Dazi Usa su settore automotive: una minaccia svanita?
L’industria europea (ma anche giapponese) si aspettava un rincaro del 25%, che però non c’è stato. Probabilmente Trump cercherà alternative – o forse no: con il Giappone già esiste una bozza di accordo
Il settore automobilistico continua a guardare con il fiato sospeso verso l’altra sponda dell’Atlantico. Il 14 novembre sarebbero dovuti entrare vigore i dazi su automobili e relative componenti prodotte da case automobilistiche europee e giapponesi; invece il termine è arrivato e passato, senza che accadesse nulla.
Trump ci sta ripensando?
Le tariffe (una maggirazione del 25%), erano state annunciate lo scorso maggio e applicate in base alla sezione 232 della legge sull’espansione del commercio del 1962. Si tratta di una norma risalente al periodo della Guerra Fredda (e che in effetti risponde alla logica del suddetto periodo), in base alla quale il presidente degli Stati Uniti è autorizzato a imporre tariffe su prodotti di importazione straniera che potrebbero danneggiare la sicurezza nazionale.
Al tempo, Trump aveva chiesto una finestra di tempo di sei mesi per negoziare nuovi accordi. Peccato che giovedì scorso il termine per porre in atto tale provvedimento sia scaduto, dopo 180 giorni. Alcuni legali sostengono che ora il presidente Usa troverà comunque un modo alternativo per giustificare nuovi dazi.
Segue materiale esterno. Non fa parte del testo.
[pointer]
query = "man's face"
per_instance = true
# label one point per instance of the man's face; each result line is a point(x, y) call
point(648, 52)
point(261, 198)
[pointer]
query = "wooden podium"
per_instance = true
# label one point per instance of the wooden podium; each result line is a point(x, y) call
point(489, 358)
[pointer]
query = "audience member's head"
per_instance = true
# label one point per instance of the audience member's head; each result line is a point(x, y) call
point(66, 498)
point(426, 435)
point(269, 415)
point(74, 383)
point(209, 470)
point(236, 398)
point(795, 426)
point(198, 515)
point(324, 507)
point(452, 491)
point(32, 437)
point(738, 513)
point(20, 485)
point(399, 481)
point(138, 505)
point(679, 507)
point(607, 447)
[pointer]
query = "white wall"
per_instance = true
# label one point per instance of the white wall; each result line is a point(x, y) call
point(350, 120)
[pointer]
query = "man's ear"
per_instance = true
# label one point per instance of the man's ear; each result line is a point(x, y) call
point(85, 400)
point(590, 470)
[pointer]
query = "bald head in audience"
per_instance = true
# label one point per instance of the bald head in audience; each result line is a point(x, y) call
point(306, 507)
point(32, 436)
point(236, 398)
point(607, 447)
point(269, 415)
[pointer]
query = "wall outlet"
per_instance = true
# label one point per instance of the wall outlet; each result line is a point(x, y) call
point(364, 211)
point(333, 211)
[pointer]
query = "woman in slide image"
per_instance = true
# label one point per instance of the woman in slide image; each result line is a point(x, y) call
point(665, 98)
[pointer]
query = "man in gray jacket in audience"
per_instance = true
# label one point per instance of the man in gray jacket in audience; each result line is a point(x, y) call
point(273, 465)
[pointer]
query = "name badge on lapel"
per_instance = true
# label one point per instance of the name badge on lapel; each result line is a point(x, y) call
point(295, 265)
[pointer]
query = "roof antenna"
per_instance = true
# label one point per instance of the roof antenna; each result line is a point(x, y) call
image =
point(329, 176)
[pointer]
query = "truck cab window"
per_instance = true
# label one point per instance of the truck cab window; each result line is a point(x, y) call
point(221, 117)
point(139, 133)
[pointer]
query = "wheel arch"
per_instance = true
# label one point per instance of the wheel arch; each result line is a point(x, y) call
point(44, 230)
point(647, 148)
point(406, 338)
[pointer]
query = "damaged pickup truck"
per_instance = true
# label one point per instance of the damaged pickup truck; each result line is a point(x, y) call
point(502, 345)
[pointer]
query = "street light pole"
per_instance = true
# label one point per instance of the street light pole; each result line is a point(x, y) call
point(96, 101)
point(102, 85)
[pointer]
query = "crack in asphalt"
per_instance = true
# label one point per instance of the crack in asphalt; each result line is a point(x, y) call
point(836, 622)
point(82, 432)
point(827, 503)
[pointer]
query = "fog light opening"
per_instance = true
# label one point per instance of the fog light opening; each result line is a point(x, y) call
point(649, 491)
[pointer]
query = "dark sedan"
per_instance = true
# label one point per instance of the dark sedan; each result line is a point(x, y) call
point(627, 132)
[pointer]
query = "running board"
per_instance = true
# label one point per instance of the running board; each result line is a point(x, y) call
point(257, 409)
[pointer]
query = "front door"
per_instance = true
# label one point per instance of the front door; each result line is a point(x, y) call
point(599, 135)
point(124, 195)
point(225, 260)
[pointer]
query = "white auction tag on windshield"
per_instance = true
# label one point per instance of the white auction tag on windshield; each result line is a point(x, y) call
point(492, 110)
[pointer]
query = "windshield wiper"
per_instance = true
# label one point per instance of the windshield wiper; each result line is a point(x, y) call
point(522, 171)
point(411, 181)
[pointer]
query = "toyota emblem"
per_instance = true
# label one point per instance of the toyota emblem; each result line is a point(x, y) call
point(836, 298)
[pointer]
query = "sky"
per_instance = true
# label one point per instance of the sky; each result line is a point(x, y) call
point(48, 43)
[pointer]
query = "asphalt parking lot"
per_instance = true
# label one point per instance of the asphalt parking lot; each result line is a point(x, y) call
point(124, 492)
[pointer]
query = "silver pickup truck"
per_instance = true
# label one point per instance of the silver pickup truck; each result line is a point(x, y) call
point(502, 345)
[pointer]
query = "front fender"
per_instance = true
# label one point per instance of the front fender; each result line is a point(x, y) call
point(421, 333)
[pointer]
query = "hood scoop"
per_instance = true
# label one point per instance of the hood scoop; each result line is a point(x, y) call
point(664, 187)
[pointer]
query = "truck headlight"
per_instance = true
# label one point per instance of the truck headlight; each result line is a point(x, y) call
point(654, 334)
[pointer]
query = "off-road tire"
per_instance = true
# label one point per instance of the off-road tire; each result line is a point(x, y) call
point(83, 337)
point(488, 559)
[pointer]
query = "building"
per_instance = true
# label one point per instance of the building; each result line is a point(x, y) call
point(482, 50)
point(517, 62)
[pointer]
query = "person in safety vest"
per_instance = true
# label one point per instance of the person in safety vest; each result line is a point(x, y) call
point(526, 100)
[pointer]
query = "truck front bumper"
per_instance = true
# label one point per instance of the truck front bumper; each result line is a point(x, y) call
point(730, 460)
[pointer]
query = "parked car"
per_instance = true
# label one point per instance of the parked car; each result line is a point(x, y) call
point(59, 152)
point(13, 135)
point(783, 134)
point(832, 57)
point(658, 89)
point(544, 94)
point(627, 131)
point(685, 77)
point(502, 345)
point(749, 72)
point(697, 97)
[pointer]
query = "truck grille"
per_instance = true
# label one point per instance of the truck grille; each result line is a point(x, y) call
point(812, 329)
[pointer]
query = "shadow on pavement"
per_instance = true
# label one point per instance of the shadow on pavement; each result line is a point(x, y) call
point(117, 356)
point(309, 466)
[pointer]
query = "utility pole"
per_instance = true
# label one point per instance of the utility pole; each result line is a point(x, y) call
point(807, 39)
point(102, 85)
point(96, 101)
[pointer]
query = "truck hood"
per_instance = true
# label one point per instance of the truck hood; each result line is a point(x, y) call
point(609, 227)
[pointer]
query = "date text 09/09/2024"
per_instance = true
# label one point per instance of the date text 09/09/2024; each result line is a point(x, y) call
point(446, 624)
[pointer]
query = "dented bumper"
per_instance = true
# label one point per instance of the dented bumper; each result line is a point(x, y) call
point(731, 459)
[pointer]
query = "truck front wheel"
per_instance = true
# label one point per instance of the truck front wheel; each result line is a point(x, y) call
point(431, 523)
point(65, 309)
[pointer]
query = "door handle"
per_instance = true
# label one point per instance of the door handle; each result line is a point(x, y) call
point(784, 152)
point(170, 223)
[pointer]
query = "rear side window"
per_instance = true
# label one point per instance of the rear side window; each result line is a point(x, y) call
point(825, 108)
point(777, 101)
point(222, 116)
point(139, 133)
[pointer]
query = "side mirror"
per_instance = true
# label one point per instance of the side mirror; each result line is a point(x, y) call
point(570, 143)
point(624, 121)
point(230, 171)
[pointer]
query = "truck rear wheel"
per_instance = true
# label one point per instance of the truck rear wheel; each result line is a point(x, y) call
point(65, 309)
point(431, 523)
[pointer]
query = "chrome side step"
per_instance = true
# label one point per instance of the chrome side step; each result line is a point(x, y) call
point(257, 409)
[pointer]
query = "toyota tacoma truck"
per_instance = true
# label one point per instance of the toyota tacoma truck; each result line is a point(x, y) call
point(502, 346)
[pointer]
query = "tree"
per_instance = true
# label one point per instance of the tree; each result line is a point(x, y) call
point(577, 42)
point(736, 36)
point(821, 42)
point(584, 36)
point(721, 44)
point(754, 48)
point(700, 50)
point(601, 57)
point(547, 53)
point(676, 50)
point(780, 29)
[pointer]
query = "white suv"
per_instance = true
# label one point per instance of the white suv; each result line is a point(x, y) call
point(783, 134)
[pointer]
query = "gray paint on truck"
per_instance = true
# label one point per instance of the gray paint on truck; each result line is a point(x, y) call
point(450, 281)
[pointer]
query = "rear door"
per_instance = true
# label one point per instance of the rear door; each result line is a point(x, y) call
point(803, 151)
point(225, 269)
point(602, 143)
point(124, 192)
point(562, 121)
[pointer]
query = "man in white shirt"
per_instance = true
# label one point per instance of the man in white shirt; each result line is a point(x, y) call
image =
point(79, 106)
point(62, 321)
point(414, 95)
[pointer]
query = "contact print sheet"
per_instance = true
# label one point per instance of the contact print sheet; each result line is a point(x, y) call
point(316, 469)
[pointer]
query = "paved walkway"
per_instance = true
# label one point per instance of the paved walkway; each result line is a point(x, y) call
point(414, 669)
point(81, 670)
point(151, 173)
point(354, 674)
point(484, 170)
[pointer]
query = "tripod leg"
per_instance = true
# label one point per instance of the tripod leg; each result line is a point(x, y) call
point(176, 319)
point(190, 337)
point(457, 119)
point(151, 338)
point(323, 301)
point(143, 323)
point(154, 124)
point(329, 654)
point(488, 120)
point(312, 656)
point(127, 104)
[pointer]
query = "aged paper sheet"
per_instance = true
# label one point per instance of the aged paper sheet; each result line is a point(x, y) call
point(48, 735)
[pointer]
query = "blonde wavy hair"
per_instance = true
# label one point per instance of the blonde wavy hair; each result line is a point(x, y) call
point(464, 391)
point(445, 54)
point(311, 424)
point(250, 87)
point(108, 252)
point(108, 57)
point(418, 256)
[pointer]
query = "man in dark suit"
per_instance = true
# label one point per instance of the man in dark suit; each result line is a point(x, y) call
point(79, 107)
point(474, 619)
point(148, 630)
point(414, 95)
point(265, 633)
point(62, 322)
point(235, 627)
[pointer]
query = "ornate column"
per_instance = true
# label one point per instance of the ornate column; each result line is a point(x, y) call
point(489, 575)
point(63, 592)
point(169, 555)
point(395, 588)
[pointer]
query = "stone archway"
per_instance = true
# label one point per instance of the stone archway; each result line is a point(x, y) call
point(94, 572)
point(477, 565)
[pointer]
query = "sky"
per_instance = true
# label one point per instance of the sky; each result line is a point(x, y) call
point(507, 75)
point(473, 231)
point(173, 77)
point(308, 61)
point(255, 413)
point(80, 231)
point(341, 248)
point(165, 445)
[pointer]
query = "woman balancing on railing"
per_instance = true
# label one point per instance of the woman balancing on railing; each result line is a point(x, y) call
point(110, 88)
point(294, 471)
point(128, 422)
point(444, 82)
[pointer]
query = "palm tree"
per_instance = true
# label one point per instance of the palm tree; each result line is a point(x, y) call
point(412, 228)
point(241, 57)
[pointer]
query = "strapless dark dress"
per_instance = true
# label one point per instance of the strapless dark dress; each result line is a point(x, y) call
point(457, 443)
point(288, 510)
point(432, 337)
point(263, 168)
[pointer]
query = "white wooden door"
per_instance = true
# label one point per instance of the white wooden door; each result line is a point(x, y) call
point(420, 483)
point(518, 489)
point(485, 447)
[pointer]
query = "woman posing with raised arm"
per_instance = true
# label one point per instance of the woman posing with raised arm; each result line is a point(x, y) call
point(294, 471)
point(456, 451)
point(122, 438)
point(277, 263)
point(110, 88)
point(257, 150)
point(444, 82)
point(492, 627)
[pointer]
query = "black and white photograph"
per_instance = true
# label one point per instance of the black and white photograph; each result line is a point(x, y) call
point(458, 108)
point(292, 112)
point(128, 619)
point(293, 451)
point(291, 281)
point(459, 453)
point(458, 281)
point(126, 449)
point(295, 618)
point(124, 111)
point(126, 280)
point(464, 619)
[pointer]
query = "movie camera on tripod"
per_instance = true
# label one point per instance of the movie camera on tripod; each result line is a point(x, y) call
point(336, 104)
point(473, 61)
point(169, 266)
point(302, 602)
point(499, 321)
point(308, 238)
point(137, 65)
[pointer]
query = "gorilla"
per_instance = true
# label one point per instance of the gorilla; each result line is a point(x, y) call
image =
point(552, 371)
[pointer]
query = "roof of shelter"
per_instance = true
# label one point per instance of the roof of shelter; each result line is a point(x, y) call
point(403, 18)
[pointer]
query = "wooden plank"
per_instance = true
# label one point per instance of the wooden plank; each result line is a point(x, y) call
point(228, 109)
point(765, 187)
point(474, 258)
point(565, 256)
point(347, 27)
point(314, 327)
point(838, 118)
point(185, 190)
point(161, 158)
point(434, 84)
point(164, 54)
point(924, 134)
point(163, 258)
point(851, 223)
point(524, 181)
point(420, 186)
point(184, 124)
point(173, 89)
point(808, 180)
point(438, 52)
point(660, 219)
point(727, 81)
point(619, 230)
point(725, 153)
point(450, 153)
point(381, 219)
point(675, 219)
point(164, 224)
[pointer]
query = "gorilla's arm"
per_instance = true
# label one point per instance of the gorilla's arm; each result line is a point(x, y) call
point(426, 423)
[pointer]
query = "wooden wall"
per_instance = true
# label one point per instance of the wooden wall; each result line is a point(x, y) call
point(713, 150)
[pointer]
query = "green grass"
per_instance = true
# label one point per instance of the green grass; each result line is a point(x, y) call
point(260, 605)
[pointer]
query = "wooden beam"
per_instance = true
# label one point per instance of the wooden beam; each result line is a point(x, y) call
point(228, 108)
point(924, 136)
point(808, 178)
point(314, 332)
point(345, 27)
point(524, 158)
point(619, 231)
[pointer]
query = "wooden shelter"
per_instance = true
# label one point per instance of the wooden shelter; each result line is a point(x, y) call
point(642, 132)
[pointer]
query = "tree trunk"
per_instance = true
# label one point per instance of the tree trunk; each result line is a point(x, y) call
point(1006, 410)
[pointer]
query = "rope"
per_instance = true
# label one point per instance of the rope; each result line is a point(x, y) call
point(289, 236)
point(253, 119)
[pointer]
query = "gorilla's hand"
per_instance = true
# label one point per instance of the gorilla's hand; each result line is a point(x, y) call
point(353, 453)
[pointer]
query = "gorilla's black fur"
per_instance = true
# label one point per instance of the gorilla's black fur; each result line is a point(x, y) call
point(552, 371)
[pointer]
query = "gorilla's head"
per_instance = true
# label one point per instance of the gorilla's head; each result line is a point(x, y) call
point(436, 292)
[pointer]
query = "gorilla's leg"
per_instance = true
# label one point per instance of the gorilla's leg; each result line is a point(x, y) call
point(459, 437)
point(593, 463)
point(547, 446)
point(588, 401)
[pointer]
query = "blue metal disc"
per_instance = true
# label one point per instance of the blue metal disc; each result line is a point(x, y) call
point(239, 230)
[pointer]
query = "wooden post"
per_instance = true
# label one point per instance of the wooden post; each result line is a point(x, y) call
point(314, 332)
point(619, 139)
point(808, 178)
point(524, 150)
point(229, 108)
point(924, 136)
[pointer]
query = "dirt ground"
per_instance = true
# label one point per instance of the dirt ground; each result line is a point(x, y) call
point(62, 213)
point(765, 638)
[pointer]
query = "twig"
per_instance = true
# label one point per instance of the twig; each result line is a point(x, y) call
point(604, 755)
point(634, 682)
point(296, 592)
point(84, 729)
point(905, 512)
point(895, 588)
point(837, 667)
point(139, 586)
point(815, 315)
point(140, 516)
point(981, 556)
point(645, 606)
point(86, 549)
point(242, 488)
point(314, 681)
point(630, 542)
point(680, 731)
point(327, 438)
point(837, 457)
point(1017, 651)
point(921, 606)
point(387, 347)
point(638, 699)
A dichiarare la decadenza dell’autorità di Trump è stata la Corte Usa per il Commercio Internazionale, che proprio lunedì si è espressa su un caso analogo, in riferimento però a una disputa con la Turchia. Anche in quel caso infatti Trump aveva invocato la sezione 232, disponendo di raddoppiare le tariffe sull’importazione dell’acciaio facendole arrivare al 50%: ma, decaduto il termine, è decaduta anche l’autorità per imporre l’aumento. Non vi sono motivi dunque, secondo un panel di esperti legali Usa, per cui lo stesso principio non possa applicarsi anche alle tariffe sul settore automobilistico.
I dazi all’Europa come quelli alla Cina?
L’aumento delle tariffe era stato reso noto con un comunicato della Casa Bianca risalente a maggio. La nota sottolineava da una parte l’importanza strategica del settore automobilistico ai fini della sicurezza nazionale; dall’altro, il fatto che il volume della produzione negli ultimi quarant’anni sia sceso di pari passo all’aumentare delle importazioni. Per questo Trump aveva deciso di agire proprio secondo sezione 232 della legge sull’espansione del commercio.
Non proprio la stessa storia della Cina, con cui dal luglio 2018 si combatte una vera e propria guerra commerciale a colpi di sanzioni. Nel caso dei rapporti tra le due superpotenze, la continua violazione negli anni delle regole dell’Organizzazione Mondiale del Commercio, di cui Pechino fa parte dal 2001, ha provocato tensioni sempre meno latenti. L’ascesa alla presidenza Usa di Donald Trump e il suo isolazionismo economico sono state le scintille che hanno fatto deflagrare il conflitto.
E il Giappone?
A differenza dell’Europa, con cui le trattative sono ancora in alto mare, i negoziati con il Giappone sono arrivati a una conclusione verso settembre, sebbene il settore auto sembri non essere stato toccato.
Giovedì la Camera bassa della Dietra giapponese ha approvato un accordo commerciale che disciplina nuove norme per l’armonizzazione delle regole commerciali digitali e riduce le barriere per l’export dei prodotti agricoli giapponesi. Ora si attende l’approvazione della Camera altra, che dovrebbe arrivare entro il 9 dicembre.
L’accordo non tratta però dell’industria automobilistica. Proprio ciò è stato oggetto di un’aspra critica delle opposizioni, che hanno lamentato come non sia stato fatto alcun passo per eliminare la tariffa del 2,5% che i produttori giapponesi già pagano per esportare i propri prodotti negli Stati Uniti.
Perché la California non vuole più comprare auto estere?
Intanto, la California ha fatto sapere di non voler più acquistare per i servizi pubblici vetture di produzione Fca, General Motors , Toyota e altri gruppi automobilistici che appoggiano la linea dell’amministrazione Trump sulle emissioni di gas di scarico. Il presidente Usa è infatti fautore di una minore autonomia dei singoli stati sulla regolamentazione dei valori di tali emissioni. Da gennaio dunque la California acquisterà unicamente da fornitori che rispettano gli standard stabiliti da Sacramento – ben più rigidi di quelli accettati dall’amministrazione Trump.